Dear Björn,

On Sun, Jun 9, 2024 at 12:39 AM Björn Persson <Bjorn@rombobjörn.se> wrote:

> > == Summary ==
> > OpenSSL will no longer trust cryptographic signatures using SHA-1 by
> > default, starting from Fedora 41.
>
> Validating DNS resolvers are still required to be able to validate
> signatures made with SHA-1. RFC 8624 is still current as far as I can
> tell:
>
> https://www.rfc-editor.org/rfc/rfc8624#section-3.1
> https://www.rfc-editor.org/rfc/rfc8624#section-3.3
>
> There have been reports of SHA-1 disablement causing name resolution
> problems. Here's one example:
>
> https://lists.isc.org/pipermail/bind-users/2023-December/108182.html
>
> Here's a crappy program that can show some statistics but won't let me
> link directly to the relevant table:
>
> https://stats.dnssec-tools.org/
>
> It shows about 140000 SHA-1-signed domains. That's only 6‰ of the signed
> domains, but still a rather large absolute number.
>

I don't think that 140000 of something world-wide (22 mln of DNSSec signed
domains) should be considered a large amount.

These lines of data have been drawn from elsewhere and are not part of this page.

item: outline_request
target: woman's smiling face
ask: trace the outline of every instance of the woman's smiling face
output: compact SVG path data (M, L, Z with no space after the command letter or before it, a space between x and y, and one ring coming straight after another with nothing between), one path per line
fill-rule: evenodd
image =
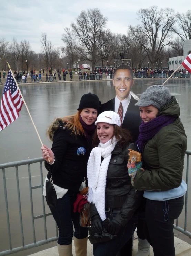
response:
M139 107L140 116L144 123L151 121L156 118L158 110L152 105L148 107Z
M97 124L97 135L103 144L111 139L114 134L114 126L107 123L100 122Z
M98 111L94 108L84 108L80 115L83 121L88 125L95 123L98 115Z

> Before voting on this proposal, Fesco should be informed of what will
> happen in Bind, Unbound and SystemD-ResolveD when users try to look up a
> domain that is signed with SHA-1.
>

I agree that the maintainers of the DNSSec software have to consider the
behavior of their software.
But it doesn't mean that SHA1 for crypto purposes is of any security.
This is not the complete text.